Real-world example: Phase IV data on your brand is being presented at an international medical meeting held at the convention center in a city center. To get the attention of physicians attending the meeting, traditional tactics might include advertising on taxicabs and buses in the part of the city near the convention center. A disruptive approach takes a tactic like this to the next level by incorporating digital features. Make those public transportation ads location- and time-sensitive, changing design and messaging as the convention center gets closer and as the data is presented.


One of the excellent things about a hybrid digital/analog approach is that you can use measurement tactics from both schools — or go on your own.

  • Leverage digital capabilities: From retinal tracking to location tracking, digital offers possibilities of measuring audience behavior that Mad Men only dreamed of.
  • Use tried-and-true analog measurements: From Nielsen ratings to ad multipliers, there are decades of research on how best to quantify marketing communications.
  • Stop tracking the tactics and focus on results: While it can be useful to determine who viewed your messaging or for how long, what really matters is what they did afterward. Develop your campaign with a specific call-to-action that directly affects brand goals and measure that.


There are a couple of concerns that arise almost automatically when you consider developing new ways of approaching pharmaceutical marketing communications.

  • Humor: Pharma is traditionally hesitant to take a lighthearted approach because what we do is important and often requires a lot of gravity. However, as a study published last month in Circulation found, humor has its place (in this case, added to physician education). There’s a way to be funny without being flippant.
  • Novelty: The pharmaceutical industry is known for being conservative, and untried methods to deliver messaging are often met with hesitancy. Using elements of traditional marketing communication vehicles is actually an excellent solution to this worry, providing precedent.

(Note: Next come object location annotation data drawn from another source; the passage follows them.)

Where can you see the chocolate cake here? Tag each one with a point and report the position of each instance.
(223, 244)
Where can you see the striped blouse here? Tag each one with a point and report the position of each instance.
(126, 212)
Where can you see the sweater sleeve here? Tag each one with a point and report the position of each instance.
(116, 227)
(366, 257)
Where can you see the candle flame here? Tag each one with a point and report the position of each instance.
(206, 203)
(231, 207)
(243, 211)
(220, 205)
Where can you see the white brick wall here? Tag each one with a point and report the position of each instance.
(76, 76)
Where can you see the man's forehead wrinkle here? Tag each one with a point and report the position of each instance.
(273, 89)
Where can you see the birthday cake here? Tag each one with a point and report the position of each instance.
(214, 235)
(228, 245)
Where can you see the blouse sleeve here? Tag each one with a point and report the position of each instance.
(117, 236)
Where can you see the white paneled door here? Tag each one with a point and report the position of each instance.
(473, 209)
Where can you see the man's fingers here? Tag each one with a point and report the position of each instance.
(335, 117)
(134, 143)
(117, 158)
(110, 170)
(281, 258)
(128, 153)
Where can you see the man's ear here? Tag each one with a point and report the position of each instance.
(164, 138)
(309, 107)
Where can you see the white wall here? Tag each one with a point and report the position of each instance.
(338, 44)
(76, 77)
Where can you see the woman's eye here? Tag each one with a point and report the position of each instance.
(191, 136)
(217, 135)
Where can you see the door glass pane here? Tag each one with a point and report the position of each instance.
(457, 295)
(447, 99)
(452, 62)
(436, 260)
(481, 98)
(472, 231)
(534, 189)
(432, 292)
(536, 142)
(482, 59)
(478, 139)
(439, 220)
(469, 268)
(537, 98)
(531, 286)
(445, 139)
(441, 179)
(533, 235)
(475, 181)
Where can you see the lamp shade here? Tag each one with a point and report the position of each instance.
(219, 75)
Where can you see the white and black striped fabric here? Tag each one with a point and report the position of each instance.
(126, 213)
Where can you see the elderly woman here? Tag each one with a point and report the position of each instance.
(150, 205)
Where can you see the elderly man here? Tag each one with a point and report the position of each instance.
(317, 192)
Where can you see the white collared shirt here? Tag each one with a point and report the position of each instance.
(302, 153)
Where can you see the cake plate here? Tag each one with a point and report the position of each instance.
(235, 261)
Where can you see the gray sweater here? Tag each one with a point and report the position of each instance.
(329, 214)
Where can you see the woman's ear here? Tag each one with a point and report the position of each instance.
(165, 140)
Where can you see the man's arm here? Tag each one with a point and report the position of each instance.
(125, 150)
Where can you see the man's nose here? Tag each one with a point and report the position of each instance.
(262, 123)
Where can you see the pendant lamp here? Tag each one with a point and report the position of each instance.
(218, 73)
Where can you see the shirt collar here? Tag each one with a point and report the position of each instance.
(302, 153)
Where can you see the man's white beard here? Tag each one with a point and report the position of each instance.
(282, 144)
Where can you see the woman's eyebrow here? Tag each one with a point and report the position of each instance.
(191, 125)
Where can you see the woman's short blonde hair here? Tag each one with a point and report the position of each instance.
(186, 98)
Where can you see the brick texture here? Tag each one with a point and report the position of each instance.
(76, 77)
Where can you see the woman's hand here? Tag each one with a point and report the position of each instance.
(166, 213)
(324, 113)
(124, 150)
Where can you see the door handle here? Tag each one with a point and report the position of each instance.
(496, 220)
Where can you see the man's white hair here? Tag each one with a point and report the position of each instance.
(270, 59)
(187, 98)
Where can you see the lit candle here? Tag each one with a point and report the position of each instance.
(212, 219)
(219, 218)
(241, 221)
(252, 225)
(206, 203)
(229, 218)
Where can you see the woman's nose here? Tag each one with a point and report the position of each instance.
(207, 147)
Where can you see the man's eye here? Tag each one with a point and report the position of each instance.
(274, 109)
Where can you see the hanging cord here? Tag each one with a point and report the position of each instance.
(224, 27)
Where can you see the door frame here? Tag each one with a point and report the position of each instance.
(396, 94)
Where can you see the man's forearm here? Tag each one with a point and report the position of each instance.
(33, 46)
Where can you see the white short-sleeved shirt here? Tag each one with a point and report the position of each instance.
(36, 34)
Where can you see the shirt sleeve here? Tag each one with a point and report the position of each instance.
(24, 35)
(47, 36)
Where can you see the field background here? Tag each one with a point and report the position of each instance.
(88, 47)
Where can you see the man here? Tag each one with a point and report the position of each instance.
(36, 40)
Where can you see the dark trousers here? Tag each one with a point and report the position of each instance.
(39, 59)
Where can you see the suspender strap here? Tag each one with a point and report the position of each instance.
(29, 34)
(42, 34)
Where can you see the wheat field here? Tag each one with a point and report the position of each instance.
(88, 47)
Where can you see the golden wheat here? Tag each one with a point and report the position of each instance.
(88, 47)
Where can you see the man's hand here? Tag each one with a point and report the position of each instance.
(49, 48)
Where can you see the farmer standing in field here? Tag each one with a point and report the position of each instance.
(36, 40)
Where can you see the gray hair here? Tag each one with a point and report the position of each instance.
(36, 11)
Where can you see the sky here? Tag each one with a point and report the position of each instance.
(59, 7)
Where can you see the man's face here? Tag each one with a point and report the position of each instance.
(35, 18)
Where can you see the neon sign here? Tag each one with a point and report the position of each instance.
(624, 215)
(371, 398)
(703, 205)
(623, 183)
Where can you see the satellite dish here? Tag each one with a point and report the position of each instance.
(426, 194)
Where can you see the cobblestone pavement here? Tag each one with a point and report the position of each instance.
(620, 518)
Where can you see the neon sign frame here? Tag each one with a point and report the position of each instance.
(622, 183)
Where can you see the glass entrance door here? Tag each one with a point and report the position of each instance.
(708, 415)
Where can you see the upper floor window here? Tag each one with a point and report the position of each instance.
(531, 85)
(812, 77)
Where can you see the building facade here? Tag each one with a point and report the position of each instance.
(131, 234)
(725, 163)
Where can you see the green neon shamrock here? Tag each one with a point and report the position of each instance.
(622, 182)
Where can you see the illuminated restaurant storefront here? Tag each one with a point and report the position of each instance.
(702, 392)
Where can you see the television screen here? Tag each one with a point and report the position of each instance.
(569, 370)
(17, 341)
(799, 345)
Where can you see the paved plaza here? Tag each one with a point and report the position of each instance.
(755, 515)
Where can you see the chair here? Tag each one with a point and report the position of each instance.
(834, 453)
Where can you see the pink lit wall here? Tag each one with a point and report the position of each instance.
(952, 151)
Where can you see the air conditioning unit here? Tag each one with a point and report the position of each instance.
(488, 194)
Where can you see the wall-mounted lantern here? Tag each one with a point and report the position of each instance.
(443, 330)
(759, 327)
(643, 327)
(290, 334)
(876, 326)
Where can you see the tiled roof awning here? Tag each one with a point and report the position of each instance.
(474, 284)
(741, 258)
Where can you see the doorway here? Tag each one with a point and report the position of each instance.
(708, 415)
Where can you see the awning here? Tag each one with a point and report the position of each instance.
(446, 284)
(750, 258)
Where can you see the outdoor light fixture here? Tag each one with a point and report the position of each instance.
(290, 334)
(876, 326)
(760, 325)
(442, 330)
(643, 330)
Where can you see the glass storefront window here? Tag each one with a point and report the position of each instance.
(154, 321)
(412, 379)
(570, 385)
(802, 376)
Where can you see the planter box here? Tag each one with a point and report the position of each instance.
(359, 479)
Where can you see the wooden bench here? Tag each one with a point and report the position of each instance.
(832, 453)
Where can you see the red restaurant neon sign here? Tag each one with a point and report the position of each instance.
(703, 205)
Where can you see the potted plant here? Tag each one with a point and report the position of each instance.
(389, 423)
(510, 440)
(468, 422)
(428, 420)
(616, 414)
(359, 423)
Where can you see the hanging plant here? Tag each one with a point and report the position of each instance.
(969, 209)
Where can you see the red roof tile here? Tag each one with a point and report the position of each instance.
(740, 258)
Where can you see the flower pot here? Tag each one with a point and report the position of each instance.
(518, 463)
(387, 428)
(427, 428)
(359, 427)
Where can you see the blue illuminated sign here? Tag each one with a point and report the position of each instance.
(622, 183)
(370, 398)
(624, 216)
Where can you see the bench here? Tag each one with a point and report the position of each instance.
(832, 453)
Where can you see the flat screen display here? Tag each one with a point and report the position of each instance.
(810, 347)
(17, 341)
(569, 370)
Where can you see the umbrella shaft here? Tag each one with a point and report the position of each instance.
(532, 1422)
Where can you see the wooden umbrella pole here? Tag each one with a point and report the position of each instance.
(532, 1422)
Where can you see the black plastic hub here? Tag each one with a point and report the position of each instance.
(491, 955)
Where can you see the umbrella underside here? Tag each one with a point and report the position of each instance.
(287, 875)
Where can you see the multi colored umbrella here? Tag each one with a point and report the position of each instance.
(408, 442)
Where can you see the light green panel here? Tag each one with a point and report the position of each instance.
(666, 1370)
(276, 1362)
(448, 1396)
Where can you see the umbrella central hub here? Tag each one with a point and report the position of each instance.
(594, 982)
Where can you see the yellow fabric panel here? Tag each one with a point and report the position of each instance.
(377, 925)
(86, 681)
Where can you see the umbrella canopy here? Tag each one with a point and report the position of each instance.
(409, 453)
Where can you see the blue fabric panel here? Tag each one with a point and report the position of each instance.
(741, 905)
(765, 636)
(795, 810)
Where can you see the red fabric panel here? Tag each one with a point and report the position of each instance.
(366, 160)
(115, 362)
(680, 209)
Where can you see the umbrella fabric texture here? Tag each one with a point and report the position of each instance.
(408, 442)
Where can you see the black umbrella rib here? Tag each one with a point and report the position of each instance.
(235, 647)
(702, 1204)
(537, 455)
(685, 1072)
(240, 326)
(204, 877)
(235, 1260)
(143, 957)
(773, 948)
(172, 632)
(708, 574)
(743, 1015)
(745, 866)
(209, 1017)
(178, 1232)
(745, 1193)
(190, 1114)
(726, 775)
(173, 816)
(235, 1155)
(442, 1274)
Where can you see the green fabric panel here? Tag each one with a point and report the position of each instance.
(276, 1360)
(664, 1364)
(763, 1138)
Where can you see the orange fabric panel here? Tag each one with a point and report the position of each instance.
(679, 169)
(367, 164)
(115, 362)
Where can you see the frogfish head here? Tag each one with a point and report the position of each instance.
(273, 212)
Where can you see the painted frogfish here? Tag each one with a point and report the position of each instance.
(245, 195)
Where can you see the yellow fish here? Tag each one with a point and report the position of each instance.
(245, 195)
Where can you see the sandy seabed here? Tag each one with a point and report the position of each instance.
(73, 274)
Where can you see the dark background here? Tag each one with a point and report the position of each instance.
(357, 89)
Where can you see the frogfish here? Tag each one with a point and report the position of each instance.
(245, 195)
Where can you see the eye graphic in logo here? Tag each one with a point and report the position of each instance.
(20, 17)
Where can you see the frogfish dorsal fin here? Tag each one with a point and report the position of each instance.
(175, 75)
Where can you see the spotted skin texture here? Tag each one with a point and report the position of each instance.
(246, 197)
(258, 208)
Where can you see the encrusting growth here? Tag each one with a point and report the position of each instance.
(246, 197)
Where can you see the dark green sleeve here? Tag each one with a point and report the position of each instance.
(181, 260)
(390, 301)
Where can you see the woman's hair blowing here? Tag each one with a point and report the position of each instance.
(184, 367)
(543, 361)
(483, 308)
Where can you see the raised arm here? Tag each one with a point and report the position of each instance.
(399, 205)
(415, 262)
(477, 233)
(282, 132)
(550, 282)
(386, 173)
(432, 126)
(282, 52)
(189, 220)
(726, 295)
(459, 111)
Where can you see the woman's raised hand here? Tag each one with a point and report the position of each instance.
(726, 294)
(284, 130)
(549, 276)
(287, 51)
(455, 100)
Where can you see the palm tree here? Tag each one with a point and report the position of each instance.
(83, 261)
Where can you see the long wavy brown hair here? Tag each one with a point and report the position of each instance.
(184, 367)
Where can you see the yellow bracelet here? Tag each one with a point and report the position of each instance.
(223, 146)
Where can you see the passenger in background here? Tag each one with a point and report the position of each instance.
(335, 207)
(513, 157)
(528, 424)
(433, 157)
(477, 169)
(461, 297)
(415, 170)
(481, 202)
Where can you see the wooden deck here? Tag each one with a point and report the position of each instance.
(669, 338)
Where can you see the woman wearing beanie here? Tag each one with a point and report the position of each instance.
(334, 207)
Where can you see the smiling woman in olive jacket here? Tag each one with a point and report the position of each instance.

Disruptive multimedia is simply the idea that you don’t have to decide between traditional and digital marketing communications — that, in fact, if you take the best parts of each, you can develop even more effective campaigns. We believe this is true and that hybrid approaches are often the most powerful. We’d love to discuss it further: tweet us at @intouchsol.



* All fields are required.

By mobile app development on 11/26/2015 @ 02:55:30 AM

A native app is an application program that is developed with the maiSome of the unique challenges that forms a part of the mobile app development are designing small screen size and resolution, management of energy which focus on optimization of battery life, management of data access in an environment that consists of variable and potentially inconsistent network access, working with devices that has limited process Some of the unique challenges that forms a part of the mobile app development are designing small screen size and sor power and RAM in comparison to the PC. Mobile development companies are using top technology to go a long way.